I'm currently on the same boat - researching about what to use. Going exactly with the kit and manual would probably be the most straightforward option, but then - if you want CAN - you have to rebuild almost the whole printer to get rid of the unnecessary wires. Looking at the github page I think you can go with Clockwork2 and a new X carriage: https://github.com/VoronDesign/Voron-Stealthburner/tree/main/STLs but those are only my guesses as I havent build one. Guys on FB group suggested that the only thing needed for SB and CW2 is the round stepper. There is also an interesting pins mod and klicky that might be worth looking at. At least I will probably go with those. Have good luck with your build!
RE:
Mellow Fly-SB2040 CAN board, as I want to go CAN straight from the start.
It's not 100% clear to me yet what I even need to re-print for the SB, although I think with the LDO kit that I have, I am supposed to stick with the CW1. Will probably need to reprint stuff as I go as I find that I printed the wrong stuff even using the LDO guide to what to print for their kit.
I just built the LDO 350 kit with the SB, keeping the CW1. I created a spreadsheet so that I could print JIT I've attached it in case it could help. I was going to stick it on github bit I don't think they take spreadsheets. It's an openoffice .ods spreadsheet. Just to err on the side of caution I take no responsibility for it or how it is used.
RE: ABS with overhangs
Reading through the spreadsheet again, some of the Klicky parts aren't needed and I never updated it because I remained confused and concerned for some time after installing it - I felt like I was missing something because the instructions were confusing. I contacted the dev and he made some changes to the documentation so it may be easier to follow now. It works really well though so I'm happy with it.
I printed parts for the Revo Micro but ended up ditching it for and Dragon so both are in the spreadsheet.
I also never bothered with the PCB cover in the end. It didn't look like it was secured properly and didn't want it falling off.
I know that the file names include numbers and whether the part is an accent but there are some sections where the LDO build deviates slightly.
RE: ABS with overhangs
Getting close now.
Since this discussion took place, LDO came out with a set of modified Stealthburner/Clockwork2 parts that allow the use of the Afterburner/CW1 kit components with SB/CW2. For the time being I decided to go with the standard wiring setup and not try to mess with canbus. I need to install the firmware next, and besides that I am waiting for some ferrule connectors and a crimper to arrive so I can make the last connections between the hot end and the toolhead PCB.
RE: ABS with overhangs
@thejiral, @netpackrat. And here is the before and after...

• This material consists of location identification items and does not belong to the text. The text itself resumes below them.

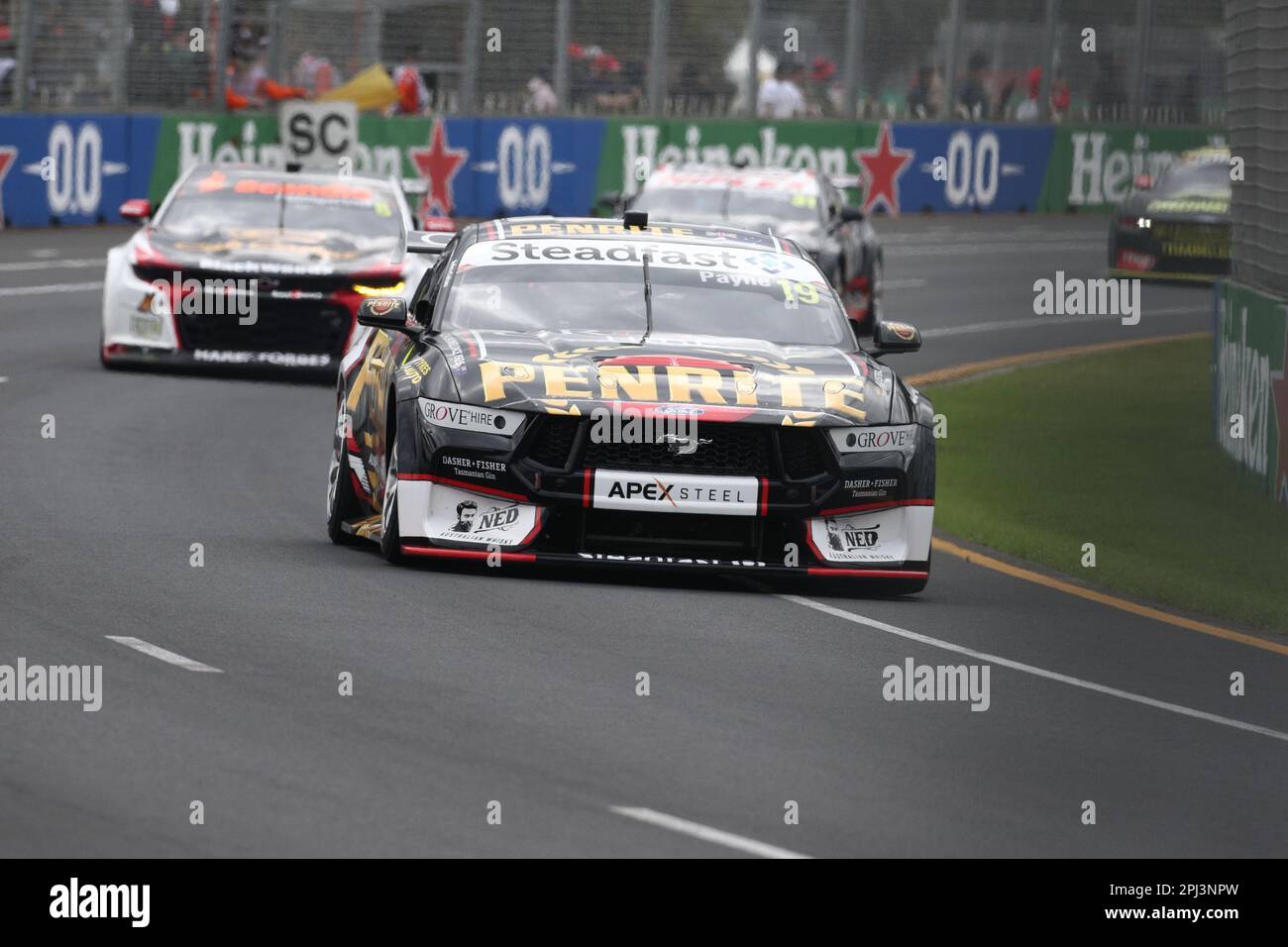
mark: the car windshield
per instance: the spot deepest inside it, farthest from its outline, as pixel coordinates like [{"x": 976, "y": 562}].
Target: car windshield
[
  {"x": 1198, "y": 179},
  {"x": 597, "y": 287},
  {"x": 218, "y": 204},
  {"x": 725, "y": 204}
]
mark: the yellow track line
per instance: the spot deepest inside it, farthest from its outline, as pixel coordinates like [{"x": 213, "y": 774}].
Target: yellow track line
[
  {"x": 958, "y": 372},
  {"x": 1112, "y": 600}
]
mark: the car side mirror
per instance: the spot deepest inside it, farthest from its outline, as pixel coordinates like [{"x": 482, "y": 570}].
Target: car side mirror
[
  {"x": 892, "y": 338},
  {"x": 386, "y": 312},
  {"x": 137, "y": 209}
]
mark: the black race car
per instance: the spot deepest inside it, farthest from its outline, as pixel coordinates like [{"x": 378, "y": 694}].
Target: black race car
[
  {"x": 631, "y": 393},
  {"x": 804, "y": 206},
  {"x": 250, "y": 268},
  {"x": 1179, "y": 226}
]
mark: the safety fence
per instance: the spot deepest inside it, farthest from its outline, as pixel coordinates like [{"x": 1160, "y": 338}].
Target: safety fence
[
  {"x": 67, "y": 169},
  {"x": 1157, "y": 62}
]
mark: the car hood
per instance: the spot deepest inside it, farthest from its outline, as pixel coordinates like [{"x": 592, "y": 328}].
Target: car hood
[
  {"x": 707, "y": 376},
  {"x": 271, "y": 252}
]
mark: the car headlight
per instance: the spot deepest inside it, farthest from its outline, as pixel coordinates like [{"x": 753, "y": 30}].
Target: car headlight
[{"x": 484, "y": 420}]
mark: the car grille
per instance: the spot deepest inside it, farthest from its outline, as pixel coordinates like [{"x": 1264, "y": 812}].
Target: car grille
[
  {"x": 554, "y": 440},
  {"x": 803, "y": 453},
  {"x": 739, "y": 450},
  {"x": 305, "y": 328},
  {"x": 734, "y": 449}
]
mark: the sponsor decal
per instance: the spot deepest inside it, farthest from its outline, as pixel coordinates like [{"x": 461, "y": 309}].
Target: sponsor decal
[
  {"x": 472, "y": 468},
  {"x": 902, "y": 437},
  {"x": 870, "y": 487},
  {"x": 292, "y": 360},
  {"x": 438, "y": 163},
  {"x": 883, "y": 166},
  {"x": 1189, "y": 205},
  {"x": 670, "y": 492},
  {"x": 670, "y": 560},
  {"x": 295, "y": 294},
  {"x": 455, "y": 355},
  {"x": 458, "y": 515},
  {"x": 146, "y": 326},
  {"x": 219, "y": 263},
  {"x": 724, "y": 258},
  {"x": 1136, "y": 262},
  {"x": 445, "y": 414},
  {"x": 876, "y": 536}
]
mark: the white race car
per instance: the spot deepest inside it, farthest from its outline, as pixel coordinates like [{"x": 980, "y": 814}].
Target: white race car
[{"x": 249, "y": 268}]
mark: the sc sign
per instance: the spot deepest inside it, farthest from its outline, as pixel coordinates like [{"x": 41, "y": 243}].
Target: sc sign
[{"x": 320, "y": 134}]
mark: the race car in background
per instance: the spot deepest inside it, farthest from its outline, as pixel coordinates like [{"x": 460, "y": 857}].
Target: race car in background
[
  {"x": 490, "y": 416},
  {"x": 1179, "y": 226},
  {"x": 250, "y": 268},
  {"x": 804, "y": 206}
]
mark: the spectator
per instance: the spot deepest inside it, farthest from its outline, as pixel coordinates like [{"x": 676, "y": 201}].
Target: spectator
[
  {"x": 780, "y": 97},
  {"x": 974, "y": 99},
  {"x": 1060, "y": 97},
  {"x": 819, "y": 91},
  {"x": 541, "y": 97},
  {"x": 412, "y": 91},
  {"x": 926, "y": 97},
  {"x": 1029, "y": 110}
]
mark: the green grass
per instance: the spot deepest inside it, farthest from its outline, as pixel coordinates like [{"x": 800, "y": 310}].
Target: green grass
[{"x": 1116, "y": 450}]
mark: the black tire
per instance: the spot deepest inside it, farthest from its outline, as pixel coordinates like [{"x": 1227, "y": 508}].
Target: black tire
[
  {"x": 390, "y": 544},
  {"x": 342, "y": 502}
]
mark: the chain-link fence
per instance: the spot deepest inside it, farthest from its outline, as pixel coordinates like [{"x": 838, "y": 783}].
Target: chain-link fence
[
  {"x": 1257, "y": 125},
  {"x": 1144, "y": 60}
]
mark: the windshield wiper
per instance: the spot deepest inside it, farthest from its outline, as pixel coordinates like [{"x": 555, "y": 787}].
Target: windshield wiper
[{"x": 648, "y": 303}]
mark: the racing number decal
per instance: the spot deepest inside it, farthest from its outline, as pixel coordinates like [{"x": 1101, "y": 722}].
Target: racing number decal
[{"x": 803, "y": 291}]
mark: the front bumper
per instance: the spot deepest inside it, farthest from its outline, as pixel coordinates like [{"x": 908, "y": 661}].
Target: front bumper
[{"x": 858, "y": 515}]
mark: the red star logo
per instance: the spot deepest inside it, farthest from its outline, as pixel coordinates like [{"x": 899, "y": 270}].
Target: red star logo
[
  {"x": 1279, "y": 384},
  {"x": 7, "y": 158},
  {"x": 438, "y": 163},
  {"x": 881, "y": 169}
]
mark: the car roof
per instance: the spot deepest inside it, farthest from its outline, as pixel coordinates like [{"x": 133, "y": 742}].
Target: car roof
[
  {"x": 609, "y": 228},
  {"x": 252, "y": 171}
]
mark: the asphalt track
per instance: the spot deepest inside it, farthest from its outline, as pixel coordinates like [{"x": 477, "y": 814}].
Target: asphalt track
[{"x": 475, "y": 684}]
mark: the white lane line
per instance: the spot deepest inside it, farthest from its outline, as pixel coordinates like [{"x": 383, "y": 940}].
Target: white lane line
[
  {"x": 1037, "y": 672},
  {"x": 51, "y": 287},
  {"x": 53, "y": 264},
  {"x": 161, "y": 654},
  {"x": 706, "y": 832},
  {"x": 1052, "y": 321}
]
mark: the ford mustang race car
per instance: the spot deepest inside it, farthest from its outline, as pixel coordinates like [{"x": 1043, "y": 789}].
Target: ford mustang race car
[
  {"x": 1177, "y": 227},
  {"x": 802, "y": 205},
  {"x": 252, "y": 268},
  {"x": 631, "y": 393}
]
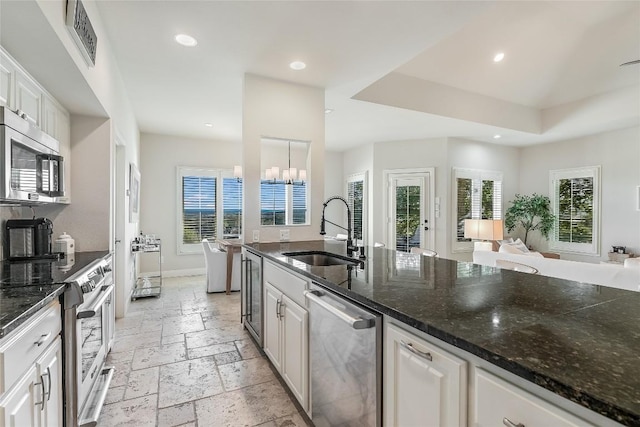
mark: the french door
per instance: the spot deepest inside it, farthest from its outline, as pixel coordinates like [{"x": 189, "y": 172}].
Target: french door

I pushed the speeds back up to default so the only difference is the cooling, and what a difference it has made. There's still room to tweak the very tip where the layer area is minimum, but I'm happy with this as a functional print so thanks all.
What cooling settings did you use to get this result? I have the same issue with my MK3S+ printing ABS.
Regards
RE:
^^ This part is one of the most challenging parts to print for a Voron.
For my part, I did not print it on my Mk3s but on my Voron 0.1. Personally I would recommend printing it very slow (if need be at snail speed, including infill) and then cranking up the cooling as much as you need to get the overhangs in order. In that order, as speed is only costing time but is not negatively impacting layer adhesion. While cooling does impact layer adhesion negatively. No matter what some tell you, the cooler your enclosure the more it does.